今回、同研究チームはポリイミドからなる熱に強い有機フレキシブルシート基板上に、CoFeB/MgO/CoFeBトンネル磁気接合素子を形成。シートを引っ張ることで素子に応力が加わっていることを確認したが、外部磁界に対する素子の抵抗変化率は全く変化せず、素子の破壊も見られなかったことから、外部応力に対する高い耐性があることが分かった。また、350℃もの高温プロセスに耐えうる素子であることも確認した。

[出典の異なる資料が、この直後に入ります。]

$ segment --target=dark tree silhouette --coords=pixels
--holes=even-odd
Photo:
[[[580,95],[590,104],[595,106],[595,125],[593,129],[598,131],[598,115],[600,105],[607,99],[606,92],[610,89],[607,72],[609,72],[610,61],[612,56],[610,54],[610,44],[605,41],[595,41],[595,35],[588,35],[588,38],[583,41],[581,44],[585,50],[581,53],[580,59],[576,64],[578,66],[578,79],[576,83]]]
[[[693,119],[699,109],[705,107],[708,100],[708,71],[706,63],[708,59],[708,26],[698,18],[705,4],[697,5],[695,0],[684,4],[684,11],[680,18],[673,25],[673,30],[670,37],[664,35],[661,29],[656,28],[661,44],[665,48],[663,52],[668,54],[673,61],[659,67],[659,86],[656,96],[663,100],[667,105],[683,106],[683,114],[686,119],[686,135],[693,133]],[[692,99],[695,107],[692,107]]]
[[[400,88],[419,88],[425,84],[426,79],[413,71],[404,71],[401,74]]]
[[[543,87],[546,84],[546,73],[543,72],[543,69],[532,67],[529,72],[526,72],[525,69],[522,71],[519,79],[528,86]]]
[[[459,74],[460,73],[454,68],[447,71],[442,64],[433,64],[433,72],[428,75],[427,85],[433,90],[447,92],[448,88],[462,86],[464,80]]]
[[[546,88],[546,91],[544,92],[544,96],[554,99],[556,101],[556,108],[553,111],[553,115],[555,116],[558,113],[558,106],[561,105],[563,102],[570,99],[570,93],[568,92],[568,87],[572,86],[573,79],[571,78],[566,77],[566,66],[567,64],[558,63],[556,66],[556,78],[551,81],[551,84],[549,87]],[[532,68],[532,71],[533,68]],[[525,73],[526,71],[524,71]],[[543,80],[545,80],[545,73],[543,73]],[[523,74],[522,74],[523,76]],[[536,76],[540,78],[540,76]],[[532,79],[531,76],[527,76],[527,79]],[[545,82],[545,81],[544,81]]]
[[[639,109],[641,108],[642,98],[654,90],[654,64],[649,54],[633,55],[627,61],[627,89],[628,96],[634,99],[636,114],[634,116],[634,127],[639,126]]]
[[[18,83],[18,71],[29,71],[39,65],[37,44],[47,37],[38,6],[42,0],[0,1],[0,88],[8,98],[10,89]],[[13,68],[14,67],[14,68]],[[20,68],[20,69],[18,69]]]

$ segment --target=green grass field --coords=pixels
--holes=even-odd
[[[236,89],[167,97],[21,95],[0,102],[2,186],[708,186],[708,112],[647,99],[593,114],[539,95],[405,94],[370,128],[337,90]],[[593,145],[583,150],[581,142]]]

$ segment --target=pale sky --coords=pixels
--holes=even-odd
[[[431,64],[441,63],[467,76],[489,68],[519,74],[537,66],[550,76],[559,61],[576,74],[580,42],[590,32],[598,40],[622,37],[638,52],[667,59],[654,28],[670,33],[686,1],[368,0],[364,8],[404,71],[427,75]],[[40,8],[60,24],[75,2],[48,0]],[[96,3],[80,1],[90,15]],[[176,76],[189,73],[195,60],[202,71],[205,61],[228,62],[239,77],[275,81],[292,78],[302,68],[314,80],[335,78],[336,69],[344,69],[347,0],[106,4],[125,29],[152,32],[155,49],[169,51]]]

高い伸縮性と熱耐性を有する同素子は、従来の硬い基板上に形成された磁気トンネル接合とほぼ変わらない作製方法で形成できるため、障壁なく将来の応用展開が可能だという。この柔らかさが付与されたスピントロニクス素子は、固い基板上に形成されてきた従来の素子に比べてメカニカルデザインの自由度が大きく、ひずみゲージの感度向上やフレキシブルデバイス周辺へ集積化された省電力な磁気メモリの配備を可能にするなど、IoT社会に適合した新たな応用展開が期待できるとしている。